Given the departure of regional operator British European Airlines from the ERA, many have begun to question whether regional airlines that have adopted the low-fare model have a place with the association, particularly given Ambrose’s historic antagonism toward discount carriers. British European, last year re-branded as FlyBE, has joined the recently established Low Fare Airlines Association (LFAA), a potential rival. “ERA offers a considerable amount more to them than does the LFAA,” argued Ambrose. “LFAA concentrates on political matters, while we cover technical areas et cetera. LFAA does not have the expertise, while ERA provides the ability to digest and synthesize information.”

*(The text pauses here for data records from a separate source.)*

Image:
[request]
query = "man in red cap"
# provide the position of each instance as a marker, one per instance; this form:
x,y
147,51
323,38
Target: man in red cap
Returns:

Predictably, Ambrose questioned the need for another association, but avoided rousing any animosity: “We have worked closely and successfully with the Association of European Airlines and IATA for more than 15 years. Where the LFAA is prepared to join in and cooperate in a constructive fashion there may be a role for it alongside the rest of the European industry.”

Acknowledging that airlines other than British European have begun to adopt “no frills” models in attempts to survive competition, including that from subsidized surface transport that does not face the same “hostile” regulatory environment, Ambrose reiterated the now familiar refrain that lower fares mean lower yields. “It is a simple equation: prolonged low yield combined with additional costs from excessive legislation equals higher risk of casualties,” he warned. “What is not understood by the lawmakers is that this will be detrimental to the traveling public and to European regional economies.”